All product categories had drops in turnover. Woods were down by 12 percent to $76.0 million; irons fell by 28 percent to $72.2 million; and putters dropped by 20 percent to $26.4 million. Sales of balls decreased by 22 percent to $58.2 million and accessories and other products fell by 5 percent to $69.4 million.
Geographically, too, all regions recorded declines. European sales fared the worst, down by 41 percent (in dollars) to $42.5 million, and Japanese revenues were down by 20 percent to $37.1 million.
The U.S. dropped by 7 percent to $163.7 million, the rest of Asia decreased by 3 percent to $21.3 million, and other foreign countries fell by 24 percent to $37.6 million. China and South Korea saw strong growth, and Japanese sales started to pick back up in July. It said sales in Europe seem to have stabilized.
For the first half of the year, turnover fell by 22 percent to $574 million, or a 16 percent drop on a currency-neutral basis. Gross profit margin fell by 8 percentage points to 39 percent, and net income was down even more precipitously, by 82.1 percent to $13.2 million.
Again for the six months, all product categories and geographic regions had decreases. Woods were down by 23 percent, irons by 30 percent, putters and ball each by 20 percent and accessories and other by 9 percent.
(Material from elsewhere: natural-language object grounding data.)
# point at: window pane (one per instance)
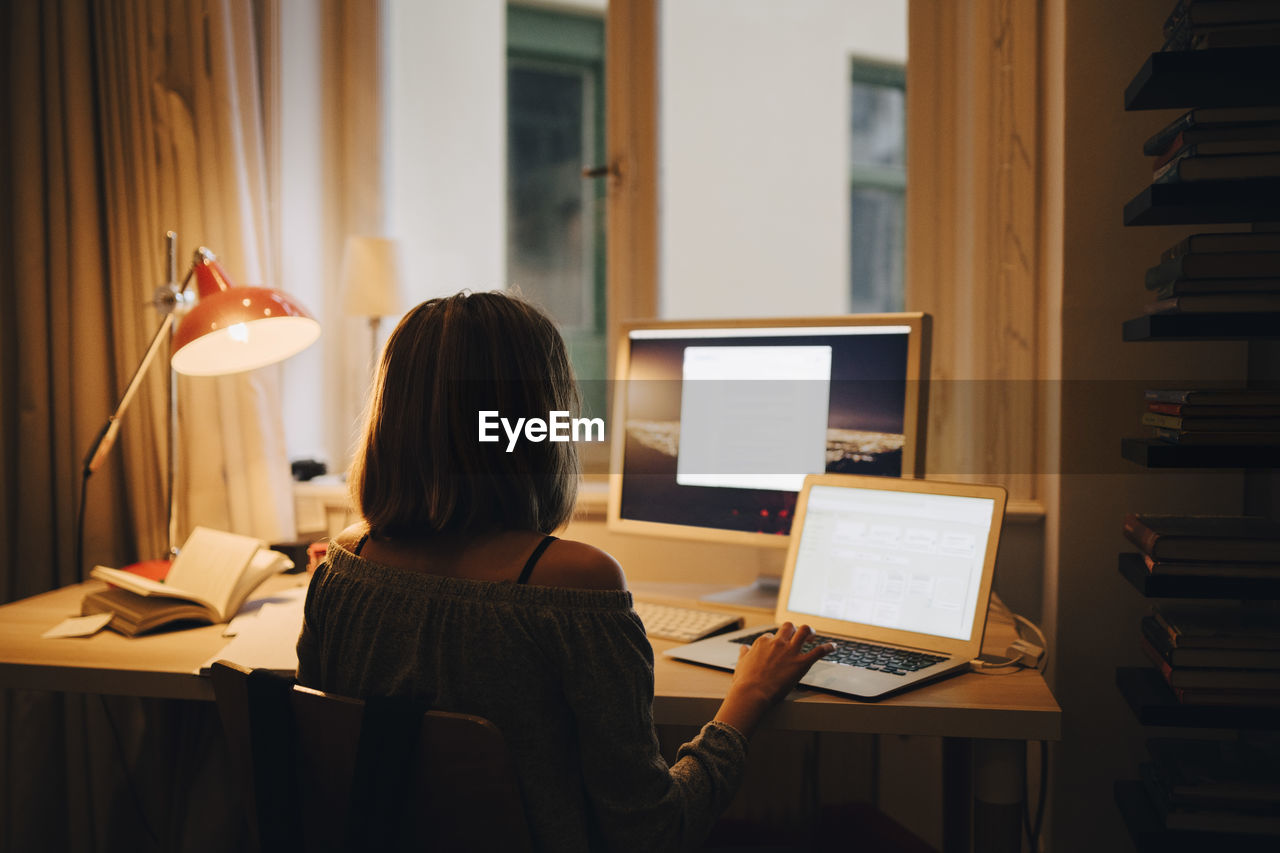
(877, 228)
(547, 246)
(554, 217)
(878, 133)
(877, 186)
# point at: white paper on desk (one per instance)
(78, 626)
(291, 596)
(268, 641)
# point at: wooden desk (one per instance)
(983, 719)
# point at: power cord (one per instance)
(128, 776)
(1029, 651)
(1033, 829)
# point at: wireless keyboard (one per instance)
(684, 624)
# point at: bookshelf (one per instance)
(1134, 571)
(1151, 452)
(1205, 203)
(1150, 835)
(1203, 327)
(1194, 80)
(1221, 77)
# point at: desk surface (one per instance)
(1016, 706)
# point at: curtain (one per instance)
(124, 118)
(183, 147)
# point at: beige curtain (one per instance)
(184, 150)
(123, 118)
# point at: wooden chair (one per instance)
(328, 772)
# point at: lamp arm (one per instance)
(105, 439)
(168, 297)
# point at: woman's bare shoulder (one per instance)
(350, 538)
(580, 566)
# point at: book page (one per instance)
(210, 564)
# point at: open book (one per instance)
(209, 582)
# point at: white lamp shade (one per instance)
(371, 277)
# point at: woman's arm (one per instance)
(766, 673)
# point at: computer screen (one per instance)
(903, 560)
(717, 423)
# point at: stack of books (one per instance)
(1217, 273)
(1223, 142)
(1216, 655)
(1238, 418)
(1205, 24)
(1215, 785)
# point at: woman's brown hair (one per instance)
(420, 466)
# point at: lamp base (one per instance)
(151, 569)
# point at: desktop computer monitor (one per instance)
(716, 423)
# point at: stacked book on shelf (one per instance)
(1216, 655)
(1205, 24)
(1217, 273)
(1215, 785)
(1206, 546)
(1225, 142)
(1237, 418)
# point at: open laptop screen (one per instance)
(900, 560)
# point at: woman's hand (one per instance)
(766, 673)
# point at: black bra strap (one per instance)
(533, 559)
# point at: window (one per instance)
(877, 186)
(554, 215)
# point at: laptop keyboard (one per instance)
(684, 624)
(880, 658)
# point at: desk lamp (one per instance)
(229, 329)
(371, 282)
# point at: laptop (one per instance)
(896, 571)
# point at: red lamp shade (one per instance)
(232, 329)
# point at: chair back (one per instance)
(329, 772)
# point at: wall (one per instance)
(1096, 165)
(754, 151)
(446, 142)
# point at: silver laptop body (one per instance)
(896, 562)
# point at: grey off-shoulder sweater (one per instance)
(565, 674)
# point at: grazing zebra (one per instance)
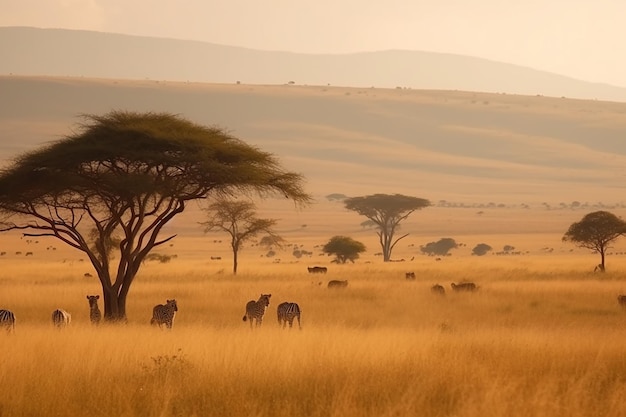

Nonetheless, Callaway said it gained 3 share points in woods and more than 2 points in the U.S. irons market.
Turnover in Europe for the first half was off by 38 percent, Japan by 15 percent, the U.S. by 15 percent, the rest of Asia by 22 percent and other foreign countries by 28 percent.
Two weeks ago, Callaway gave full-year guidance of a 15-17 percent drop in sales, with gross margins at 38-40 percent, compared with 40-42 percent that was previously expected. The third and fourth quarters are expected to remain highly promotional.